The Jacksonville Jaguars are now 3-4 after losing three consecutive games, largely because the offense can’t score and the defense is exhausted.
There’s no statistic for being fed up. There’s also no statistic for the mental toll it must take for a great defense watching its offensive compliment fumble and bumble its way to one turnover and punt after the next.
The Jacksonville Jaguars certainly know the toll and emotions that come with it, having lost their third consecutive game on Sunday. This one came at home against the Houston Texans, a game that saw Blake Bortles finally get benched for… Cody Kessler. The move brought a standing ovation from the crowd of TIAA Bank Field, but the result was still a 20-7 drubbing that dropped Jacksonville to 3-4 and into third place of the middling AFC South.

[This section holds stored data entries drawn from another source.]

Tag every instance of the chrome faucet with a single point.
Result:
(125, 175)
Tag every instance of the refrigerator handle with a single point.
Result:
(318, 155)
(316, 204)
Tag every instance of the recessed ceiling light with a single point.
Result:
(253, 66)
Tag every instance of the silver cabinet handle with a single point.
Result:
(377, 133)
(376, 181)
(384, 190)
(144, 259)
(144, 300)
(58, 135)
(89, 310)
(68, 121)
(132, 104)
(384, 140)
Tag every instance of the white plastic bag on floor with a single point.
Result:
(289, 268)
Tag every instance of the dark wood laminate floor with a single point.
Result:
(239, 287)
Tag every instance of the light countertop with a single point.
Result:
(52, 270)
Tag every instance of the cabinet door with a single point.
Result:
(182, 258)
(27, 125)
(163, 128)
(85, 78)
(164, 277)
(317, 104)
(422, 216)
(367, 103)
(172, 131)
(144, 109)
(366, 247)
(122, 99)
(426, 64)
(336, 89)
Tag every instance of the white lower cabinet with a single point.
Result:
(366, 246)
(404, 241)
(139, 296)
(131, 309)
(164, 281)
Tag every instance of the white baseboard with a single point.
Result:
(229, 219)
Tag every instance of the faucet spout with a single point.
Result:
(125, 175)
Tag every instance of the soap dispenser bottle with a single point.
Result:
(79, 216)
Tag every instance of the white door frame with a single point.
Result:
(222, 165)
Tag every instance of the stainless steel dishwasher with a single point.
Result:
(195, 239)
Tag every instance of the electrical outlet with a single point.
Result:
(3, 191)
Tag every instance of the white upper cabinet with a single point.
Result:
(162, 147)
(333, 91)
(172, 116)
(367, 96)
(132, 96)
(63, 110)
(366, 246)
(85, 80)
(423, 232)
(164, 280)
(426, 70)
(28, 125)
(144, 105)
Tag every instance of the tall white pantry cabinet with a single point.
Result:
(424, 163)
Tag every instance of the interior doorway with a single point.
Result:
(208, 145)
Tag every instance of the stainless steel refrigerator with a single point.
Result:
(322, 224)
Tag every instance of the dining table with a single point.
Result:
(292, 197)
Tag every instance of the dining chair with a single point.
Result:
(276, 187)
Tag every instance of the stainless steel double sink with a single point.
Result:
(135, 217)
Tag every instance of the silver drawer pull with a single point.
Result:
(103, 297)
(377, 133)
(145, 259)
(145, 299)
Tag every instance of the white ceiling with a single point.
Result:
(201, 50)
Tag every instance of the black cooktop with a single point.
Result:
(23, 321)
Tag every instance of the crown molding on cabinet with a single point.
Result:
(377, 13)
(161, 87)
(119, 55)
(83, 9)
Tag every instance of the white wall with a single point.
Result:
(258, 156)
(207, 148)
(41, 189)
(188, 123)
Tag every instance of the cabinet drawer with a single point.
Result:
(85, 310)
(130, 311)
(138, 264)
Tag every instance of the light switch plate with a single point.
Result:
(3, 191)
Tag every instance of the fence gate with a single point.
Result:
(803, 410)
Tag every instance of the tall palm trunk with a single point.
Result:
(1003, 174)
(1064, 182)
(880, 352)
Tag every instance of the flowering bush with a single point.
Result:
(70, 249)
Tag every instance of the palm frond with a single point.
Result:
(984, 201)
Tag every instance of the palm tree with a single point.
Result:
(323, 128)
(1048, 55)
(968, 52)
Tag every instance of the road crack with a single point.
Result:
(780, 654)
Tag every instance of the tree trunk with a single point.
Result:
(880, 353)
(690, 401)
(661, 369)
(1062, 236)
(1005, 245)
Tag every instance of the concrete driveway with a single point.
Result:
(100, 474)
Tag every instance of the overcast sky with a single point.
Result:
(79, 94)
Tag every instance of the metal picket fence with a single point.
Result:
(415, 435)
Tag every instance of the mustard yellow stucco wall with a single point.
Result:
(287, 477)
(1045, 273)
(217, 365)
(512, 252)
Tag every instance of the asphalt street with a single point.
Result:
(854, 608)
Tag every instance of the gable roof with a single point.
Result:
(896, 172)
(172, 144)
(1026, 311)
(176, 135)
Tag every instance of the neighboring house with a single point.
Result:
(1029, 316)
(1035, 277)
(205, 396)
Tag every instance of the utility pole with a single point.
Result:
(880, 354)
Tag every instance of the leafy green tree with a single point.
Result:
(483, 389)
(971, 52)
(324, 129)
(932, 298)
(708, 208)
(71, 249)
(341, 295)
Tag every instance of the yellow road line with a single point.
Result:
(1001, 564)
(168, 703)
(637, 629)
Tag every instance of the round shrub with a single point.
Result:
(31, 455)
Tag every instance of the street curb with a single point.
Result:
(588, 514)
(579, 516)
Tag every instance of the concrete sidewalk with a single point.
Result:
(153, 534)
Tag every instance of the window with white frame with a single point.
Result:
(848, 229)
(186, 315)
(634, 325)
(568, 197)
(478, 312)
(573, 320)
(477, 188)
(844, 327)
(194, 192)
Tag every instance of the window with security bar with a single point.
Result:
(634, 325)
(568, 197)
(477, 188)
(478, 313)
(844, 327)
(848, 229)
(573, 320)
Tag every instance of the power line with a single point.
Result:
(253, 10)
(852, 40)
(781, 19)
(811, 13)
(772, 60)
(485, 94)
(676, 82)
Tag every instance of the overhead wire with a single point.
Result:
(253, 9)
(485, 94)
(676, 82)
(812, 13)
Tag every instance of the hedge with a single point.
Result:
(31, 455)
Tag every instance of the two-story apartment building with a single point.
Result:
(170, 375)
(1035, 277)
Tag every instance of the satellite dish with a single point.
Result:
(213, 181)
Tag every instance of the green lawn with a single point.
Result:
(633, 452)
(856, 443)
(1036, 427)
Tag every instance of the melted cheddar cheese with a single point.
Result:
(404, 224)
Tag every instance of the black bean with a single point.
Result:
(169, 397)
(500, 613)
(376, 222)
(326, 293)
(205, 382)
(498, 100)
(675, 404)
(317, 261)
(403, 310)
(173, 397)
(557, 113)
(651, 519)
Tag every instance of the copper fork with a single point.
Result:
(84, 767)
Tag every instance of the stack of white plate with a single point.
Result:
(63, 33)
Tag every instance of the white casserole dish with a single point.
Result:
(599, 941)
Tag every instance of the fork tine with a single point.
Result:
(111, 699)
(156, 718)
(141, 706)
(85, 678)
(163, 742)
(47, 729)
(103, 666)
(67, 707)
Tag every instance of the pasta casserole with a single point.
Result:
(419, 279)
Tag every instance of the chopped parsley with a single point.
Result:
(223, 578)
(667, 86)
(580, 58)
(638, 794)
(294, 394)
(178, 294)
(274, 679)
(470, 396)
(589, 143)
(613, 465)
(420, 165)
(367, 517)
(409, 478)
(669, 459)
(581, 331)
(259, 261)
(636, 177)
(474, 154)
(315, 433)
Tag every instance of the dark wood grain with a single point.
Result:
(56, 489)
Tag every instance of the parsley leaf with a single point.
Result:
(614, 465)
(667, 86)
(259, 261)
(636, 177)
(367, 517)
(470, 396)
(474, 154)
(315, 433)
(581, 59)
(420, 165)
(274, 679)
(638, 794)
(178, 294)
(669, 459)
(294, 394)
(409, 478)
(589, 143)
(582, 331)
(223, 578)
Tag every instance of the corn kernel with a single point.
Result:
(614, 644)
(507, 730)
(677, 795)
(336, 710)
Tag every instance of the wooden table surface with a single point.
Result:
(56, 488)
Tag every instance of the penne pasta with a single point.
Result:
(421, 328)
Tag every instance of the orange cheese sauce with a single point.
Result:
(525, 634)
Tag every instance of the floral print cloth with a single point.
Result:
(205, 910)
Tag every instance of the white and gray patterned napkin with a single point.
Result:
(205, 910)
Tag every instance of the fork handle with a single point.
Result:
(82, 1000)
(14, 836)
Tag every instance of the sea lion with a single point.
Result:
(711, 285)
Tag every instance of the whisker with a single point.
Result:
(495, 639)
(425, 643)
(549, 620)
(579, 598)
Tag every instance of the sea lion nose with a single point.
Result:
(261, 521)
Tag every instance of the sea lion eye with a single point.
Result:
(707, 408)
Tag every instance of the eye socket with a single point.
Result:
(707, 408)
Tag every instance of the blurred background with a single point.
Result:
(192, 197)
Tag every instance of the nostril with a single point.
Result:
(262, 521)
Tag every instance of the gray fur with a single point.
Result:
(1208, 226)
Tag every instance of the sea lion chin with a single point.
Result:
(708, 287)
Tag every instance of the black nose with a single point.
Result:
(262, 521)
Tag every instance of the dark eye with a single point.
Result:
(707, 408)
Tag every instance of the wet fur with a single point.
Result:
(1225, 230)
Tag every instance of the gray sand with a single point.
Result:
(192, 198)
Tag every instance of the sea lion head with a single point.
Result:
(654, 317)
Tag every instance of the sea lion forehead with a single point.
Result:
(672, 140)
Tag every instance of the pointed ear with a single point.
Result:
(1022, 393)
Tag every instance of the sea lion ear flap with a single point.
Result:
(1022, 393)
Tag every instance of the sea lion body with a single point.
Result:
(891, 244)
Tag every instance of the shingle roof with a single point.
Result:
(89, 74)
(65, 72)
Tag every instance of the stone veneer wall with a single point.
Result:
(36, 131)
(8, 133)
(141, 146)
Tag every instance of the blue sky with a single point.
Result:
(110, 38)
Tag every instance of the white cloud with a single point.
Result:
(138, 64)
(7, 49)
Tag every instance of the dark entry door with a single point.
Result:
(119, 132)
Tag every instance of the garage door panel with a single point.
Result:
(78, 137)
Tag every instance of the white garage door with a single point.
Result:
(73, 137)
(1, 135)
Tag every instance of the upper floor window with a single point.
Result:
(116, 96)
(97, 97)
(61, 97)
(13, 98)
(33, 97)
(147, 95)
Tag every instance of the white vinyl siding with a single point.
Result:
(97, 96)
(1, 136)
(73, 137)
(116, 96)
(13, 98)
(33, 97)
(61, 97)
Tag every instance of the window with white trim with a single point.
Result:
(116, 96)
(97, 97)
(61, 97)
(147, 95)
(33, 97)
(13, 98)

Looking forward, it’s tough to find silver linings for a team that was mere minutes from a Super Bowl nine months ago. The division remains wide open, but the Jaguars have already lost at home to the Texans and Tennessee Titans, and now face a schedule that includes the Philadelphia Eagles and Pittsburgh Steelers over the next three weeks.
Bortles is the rightful face of this downturn, but the blame should be universally shared within the organization. The front office decided to keep Bortles this offseason when it could have let him walk in favor of a more promising option (Teddy Bridgewater says hello), instead signing the former No. 3 overall pick to a three-year deal.
While Bortles and the offense are toothless, the defense hasn’t done anything positive over the past three weeks. After being tops in the league for points and yards allowed over the first four games of the year, Jacksonville’s vaunted unit has surrendered 90 points over this span, something the offense has little chance of overcoming.
Now, with Jacksonville’s season on the ropes, head coach Doug Marrone has the toughest call of his tenure ahead of him. Stick with Kessler after a less-than-inspiring effort (21-of-30 for 156 yards with a touchdown and interception), or go back to Bortles and hope for a turnaround.
Either way, Marrone might be deciding between which way he wants to watch the ship sink. The defense is capable of turning around the Jaguars’ fortunes on that side of the ball, but the offense could well be beyond hope.